An incredible, breathless journey through 2500 years of human history from the beginnings of the Silk Road to the
Contemporary Chinese One Belt One Road policy. The book is somewhat
misleadingly titled, the Silk Road was specifically the core overland trade route through
Central Asia between Europe and China. The scope of this book is much wider
than that, surveying global trade and its effect on global development over the
last two millennia. Fortunately, considering the scale of the enterprise,
Frankopan has a very readable and concise writing style which remarkably endows this book with the feel of a page turning thriller rather than a staid economic
history. No mean feet considering both the subject matter and the fact that it runs to over 600 pages.
This macro
approach to history is fascinating, to survey how capital has moved across the globe is to
understand the power centres of human history across all of history. A view that is not so easily
obtained in histories focussing on a single empire or country which is how the majority of the world is educated through focussing on the
country or Empire that you happened to reside in. This produces a very
distorted view of the world where particularly in the West were the history
of China and Central Asia are almost unknown despite being the cultural and
economic powerhouse of much of the last two millenniums. As Frankopan points out
Alexander when he chose to conquer didn't go West because there was nothing there, he went East instead where the power and the money was.
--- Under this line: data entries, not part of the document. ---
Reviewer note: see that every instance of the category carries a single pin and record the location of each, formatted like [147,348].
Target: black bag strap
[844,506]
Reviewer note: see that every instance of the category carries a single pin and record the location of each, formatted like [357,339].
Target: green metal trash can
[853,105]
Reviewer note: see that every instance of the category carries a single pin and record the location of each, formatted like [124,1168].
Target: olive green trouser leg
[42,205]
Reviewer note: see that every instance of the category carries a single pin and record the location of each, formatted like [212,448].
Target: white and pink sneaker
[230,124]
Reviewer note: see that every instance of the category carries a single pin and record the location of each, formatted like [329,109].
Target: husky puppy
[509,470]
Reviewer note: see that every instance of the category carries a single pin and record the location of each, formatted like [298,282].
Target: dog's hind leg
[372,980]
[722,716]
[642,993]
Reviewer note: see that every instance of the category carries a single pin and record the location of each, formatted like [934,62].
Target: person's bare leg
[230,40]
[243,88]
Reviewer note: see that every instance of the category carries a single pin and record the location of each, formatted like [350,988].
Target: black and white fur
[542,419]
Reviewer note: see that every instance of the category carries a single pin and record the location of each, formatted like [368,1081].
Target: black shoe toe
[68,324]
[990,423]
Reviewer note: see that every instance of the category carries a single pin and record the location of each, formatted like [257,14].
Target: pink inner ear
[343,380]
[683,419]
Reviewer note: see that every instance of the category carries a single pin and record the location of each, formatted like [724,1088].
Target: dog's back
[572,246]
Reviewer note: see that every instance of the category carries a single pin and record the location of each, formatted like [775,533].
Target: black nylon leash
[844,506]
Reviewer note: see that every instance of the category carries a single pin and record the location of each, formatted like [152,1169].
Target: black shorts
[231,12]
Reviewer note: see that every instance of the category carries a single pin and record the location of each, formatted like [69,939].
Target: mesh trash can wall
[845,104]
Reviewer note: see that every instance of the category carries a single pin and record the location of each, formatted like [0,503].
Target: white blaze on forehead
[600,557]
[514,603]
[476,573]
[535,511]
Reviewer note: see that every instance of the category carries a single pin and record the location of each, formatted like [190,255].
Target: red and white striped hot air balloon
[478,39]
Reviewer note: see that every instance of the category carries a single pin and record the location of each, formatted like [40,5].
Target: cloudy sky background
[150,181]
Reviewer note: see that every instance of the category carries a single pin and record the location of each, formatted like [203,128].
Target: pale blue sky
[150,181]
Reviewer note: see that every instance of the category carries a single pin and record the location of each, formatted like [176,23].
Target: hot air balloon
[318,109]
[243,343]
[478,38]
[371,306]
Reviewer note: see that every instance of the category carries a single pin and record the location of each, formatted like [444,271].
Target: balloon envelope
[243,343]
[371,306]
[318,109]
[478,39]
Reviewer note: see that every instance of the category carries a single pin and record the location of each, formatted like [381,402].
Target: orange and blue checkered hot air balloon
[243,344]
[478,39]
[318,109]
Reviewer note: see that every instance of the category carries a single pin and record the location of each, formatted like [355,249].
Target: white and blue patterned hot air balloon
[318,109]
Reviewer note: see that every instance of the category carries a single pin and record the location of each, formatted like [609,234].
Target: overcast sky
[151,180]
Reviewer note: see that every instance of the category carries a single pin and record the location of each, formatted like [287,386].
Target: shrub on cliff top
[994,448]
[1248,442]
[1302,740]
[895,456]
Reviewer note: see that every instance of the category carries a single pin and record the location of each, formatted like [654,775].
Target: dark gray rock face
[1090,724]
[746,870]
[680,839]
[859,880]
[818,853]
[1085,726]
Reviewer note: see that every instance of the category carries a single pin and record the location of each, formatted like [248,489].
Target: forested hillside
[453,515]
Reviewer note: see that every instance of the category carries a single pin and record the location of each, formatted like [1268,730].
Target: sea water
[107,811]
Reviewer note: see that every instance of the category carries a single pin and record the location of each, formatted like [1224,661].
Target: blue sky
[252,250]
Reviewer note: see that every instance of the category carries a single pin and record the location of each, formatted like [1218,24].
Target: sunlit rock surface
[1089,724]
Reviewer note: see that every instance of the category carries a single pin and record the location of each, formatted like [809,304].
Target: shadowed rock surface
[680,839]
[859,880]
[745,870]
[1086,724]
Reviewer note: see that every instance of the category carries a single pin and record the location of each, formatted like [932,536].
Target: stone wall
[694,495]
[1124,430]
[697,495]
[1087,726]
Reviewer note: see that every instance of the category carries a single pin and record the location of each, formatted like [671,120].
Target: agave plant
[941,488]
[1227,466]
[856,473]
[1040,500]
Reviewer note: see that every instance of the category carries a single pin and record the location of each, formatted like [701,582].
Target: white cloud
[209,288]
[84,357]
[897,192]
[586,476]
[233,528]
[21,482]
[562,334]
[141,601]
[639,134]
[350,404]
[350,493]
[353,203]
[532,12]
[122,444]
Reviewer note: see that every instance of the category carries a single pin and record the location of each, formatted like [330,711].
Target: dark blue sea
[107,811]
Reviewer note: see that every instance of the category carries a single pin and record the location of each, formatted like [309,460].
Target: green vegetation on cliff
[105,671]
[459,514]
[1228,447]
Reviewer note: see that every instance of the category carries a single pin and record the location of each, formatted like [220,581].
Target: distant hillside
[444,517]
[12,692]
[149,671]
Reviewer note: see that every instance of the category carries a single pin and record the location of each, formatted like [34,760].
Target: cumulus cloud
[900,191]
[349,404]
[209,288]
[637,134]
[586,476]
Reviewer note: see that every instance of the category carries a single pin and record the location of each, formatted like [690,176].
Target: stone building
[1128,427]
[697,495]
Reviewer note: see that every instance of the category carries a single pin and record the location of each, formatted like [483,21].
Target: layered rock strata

This is one of many fascinating insights in a tremendous book full of them, as ever the old adage is follow the money, and Frankopan has done that with fantastic results.
None more so than when Frankopan makes the
argument that the Silk Road is on the rise again and the centre of commercial gravity is returning back to Central Asia and China. Which raises an
interesting thought for post Brexit Britain which finds itself isolated and on completely the
wrong side of the world, fittingly perhaps, as by reading this book you will realise that this is much like how Britain has spent the majority of its existence.